Intervento della polizia nella notte dell’8 marzo a Padova, dove gli agenti hanno arrestato un cittadino con precedenti, accusato di aver aggredito la compagna convivente
L’episodio si è verificato poco dopo la mezzanotte. La donna, trentenne, ha chiamato il numero di emergenza 113 chiedendo aiuto dopo che la situazione in casa era degenerata. Gli agenti di Padova sono intervenuti nell’abitazione della coppia e hanno separato i due, ricostruendo quanto accaduto poco prima.
Secondo quanto emerso, l’uomo, un cittadino rumeno di 32 anni, aggravato da precedenti contro il patrimonio, avrebbe aggredito la compagna per motivi di gelosia dopo il rientro da una festa organizzata da amici in occasione della Giornata internazionale della donna. Il 32enne avrebbe prima insultato e minacciato la donna, accusandola di aver rivolto sguardi e sorrisi ad altri uomini durante la serata.
La lite è poi degenerata: l’uomo avrebbe costretto la compagna a inginocchiarsi, versandole addosso il contenuto di una lattina di birra e stringendole le mani al collo. Spaventata dall’atteggiamento aggressivo del partner, la donna ha deciso di chiedere aiuto alle forze dell’ordine, anche perché nell’abitazione, in un’altra stanza, stava dormendo la figlia minorenne.
Gli agenti hanno accompagnato l’uomo in questura per l’identificazione.
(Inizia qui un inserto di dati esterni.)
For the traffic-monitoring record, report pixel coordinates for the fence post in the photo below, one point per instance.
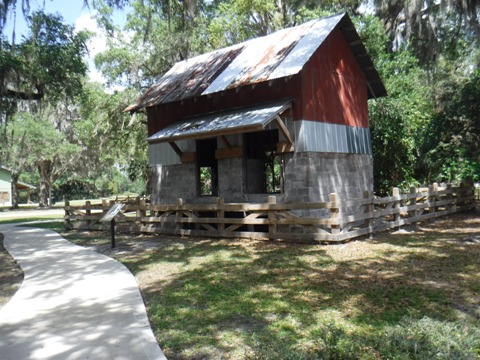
(432, 199)
(396, 194)
(178, 214)
(413, 203)
(369, 209)
(66, 220)
(220, 214)
(272, 223)
(334, 212)
(88, 213)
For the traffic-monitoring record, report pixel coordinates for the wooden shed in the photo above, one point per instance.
(285, 114)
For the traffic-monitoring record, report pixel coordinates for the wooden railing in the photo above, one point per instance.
(334, 221)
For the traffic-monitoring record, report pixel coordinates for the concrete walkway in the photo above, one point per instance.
(73, 304)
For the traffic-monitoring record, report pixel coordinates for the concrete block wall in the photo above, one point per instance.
(312, 177)
(170, 182)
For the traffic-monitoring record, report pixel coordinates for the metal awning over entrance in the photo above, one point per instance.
(241, 120)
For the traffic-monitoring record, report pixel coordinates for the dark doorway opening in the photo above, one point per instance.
(207, 167)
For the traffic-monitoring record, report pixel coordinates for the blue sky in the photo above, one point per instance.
(74, 13)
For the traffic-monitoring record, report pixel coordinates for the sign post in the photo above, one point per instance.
(110, 216)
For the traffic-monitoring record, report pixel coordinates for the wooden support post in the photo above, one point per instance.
(88, 213)
(334, 212)
(179, 214)
(220, 213)
(396, 193)
(272, 215)
(284, 130)
(451, 203)
(369, 210)
(413, 202)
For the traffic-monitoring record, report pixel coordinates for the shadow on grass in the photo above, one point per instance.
(413, 295)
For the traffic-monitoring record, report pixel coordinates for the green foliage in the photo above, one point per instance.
(397, 121)
(452, 139)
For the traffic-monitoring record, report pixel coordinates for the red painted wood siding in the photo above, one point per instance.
(331, 88)
(334, 88)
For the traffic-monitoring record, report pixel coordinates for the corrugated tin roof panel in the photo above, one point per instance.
(281, 54)
(238, 120)
(318, 31)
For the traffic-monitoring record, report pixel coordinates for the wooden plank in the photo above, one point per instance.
(284, 130)
(188, 157)
(227, 153)
(285, 147)
(175, 148)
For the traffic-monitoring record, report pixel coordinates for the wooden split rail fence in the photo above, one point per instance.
(334, 221)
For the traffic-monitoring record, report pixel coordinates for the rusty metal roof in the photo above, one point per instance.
(252, 118)
(280, 54)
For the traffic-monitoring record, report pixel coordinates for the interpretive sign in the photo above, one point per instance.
(110, 216)
(112, 212)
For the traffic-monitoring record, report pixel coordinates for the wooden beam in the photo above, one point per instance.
(228, 153)
(188, 157)
(284, 130)
(284, 147)
(225, 141)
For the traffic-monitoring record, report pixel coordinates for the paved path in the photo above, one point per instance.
(73, 304)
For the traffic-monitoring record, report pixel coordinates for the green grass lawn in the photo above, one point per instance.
(399, 296)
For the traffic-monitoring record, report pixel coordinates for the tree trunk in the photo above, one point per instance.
(15, 176)
(45, 169)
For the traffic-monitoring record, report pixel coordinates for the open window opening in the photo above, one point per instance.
(265, 166)
(207, 174)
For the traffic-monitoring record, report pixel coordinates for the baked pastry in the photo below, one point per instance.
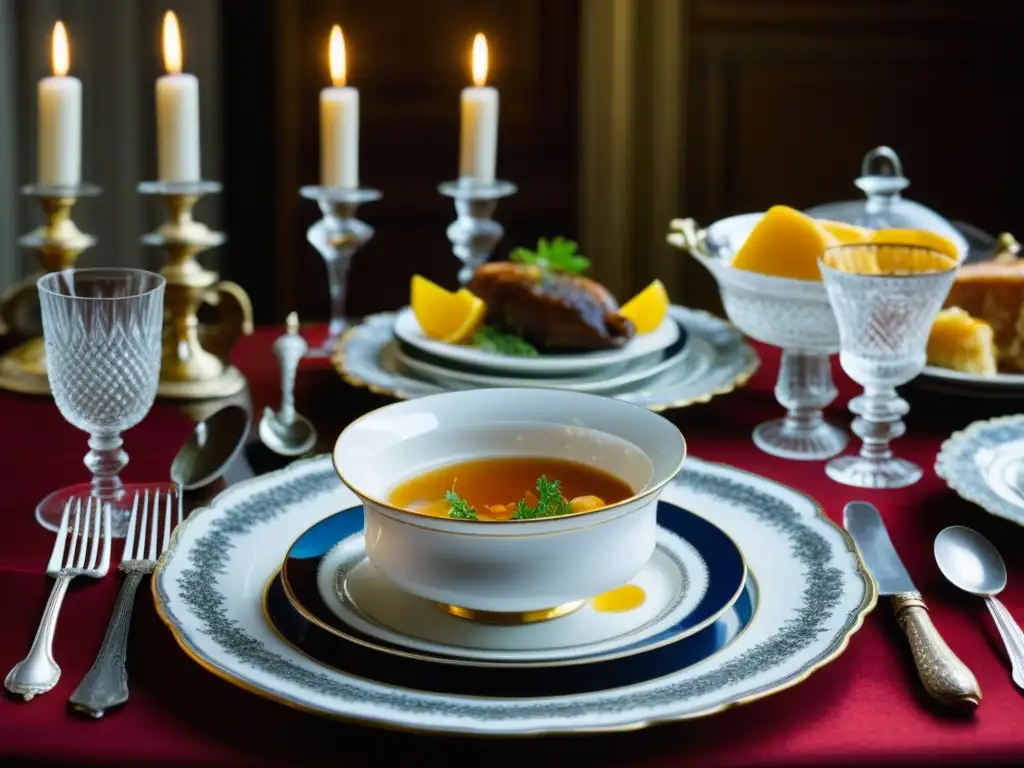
(961, 342)
(993, 292)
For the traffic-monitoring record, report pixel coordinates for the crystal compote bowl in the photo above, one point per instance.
(792, 314)
(102, 330)
(886, 298)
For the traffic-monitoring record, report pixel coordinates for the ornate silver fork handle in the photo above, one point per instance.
(105, 684)
(1012, 636)
(38, 673)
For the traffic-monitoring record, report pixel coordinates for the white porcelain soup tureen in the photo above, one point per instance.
(512, 566)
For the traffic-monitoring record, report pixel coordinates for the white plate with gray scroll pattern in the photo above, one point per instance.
(813, 595)
(985, 464)
(717, 360)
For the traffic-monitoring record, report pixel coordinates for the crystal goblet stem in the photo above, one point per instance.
(102, 334)
(804, 388)
(885, 298)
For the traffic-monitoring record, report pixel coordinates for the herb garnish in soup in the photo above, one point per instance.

Dalle verifiche è emerso che il 32enne aveva già precedenti per furti aggravati e per comportamenti violenti nei confronti della stessa donna.
Nel corso degli accertamenti i poliziotti hanno inoltre scoperto che nei suoi confronti pendeva un ordine di carcerazione emesso il 4 febbraio 2026 dalla procura di Belluno, relativo a una condanna a un anno e quattro mesi di reclusione per furti aggravati in concorso. Alla luce di quanto emerso, l’uomo è stato arrestato per il reato di maltrattamenti in famiglia.
Al termine delle procedure, gli agenti lo hanno trasferito nella Casa di Reclusione Due Palazzi, dove sconterà la pena di un anno e quattro mesi.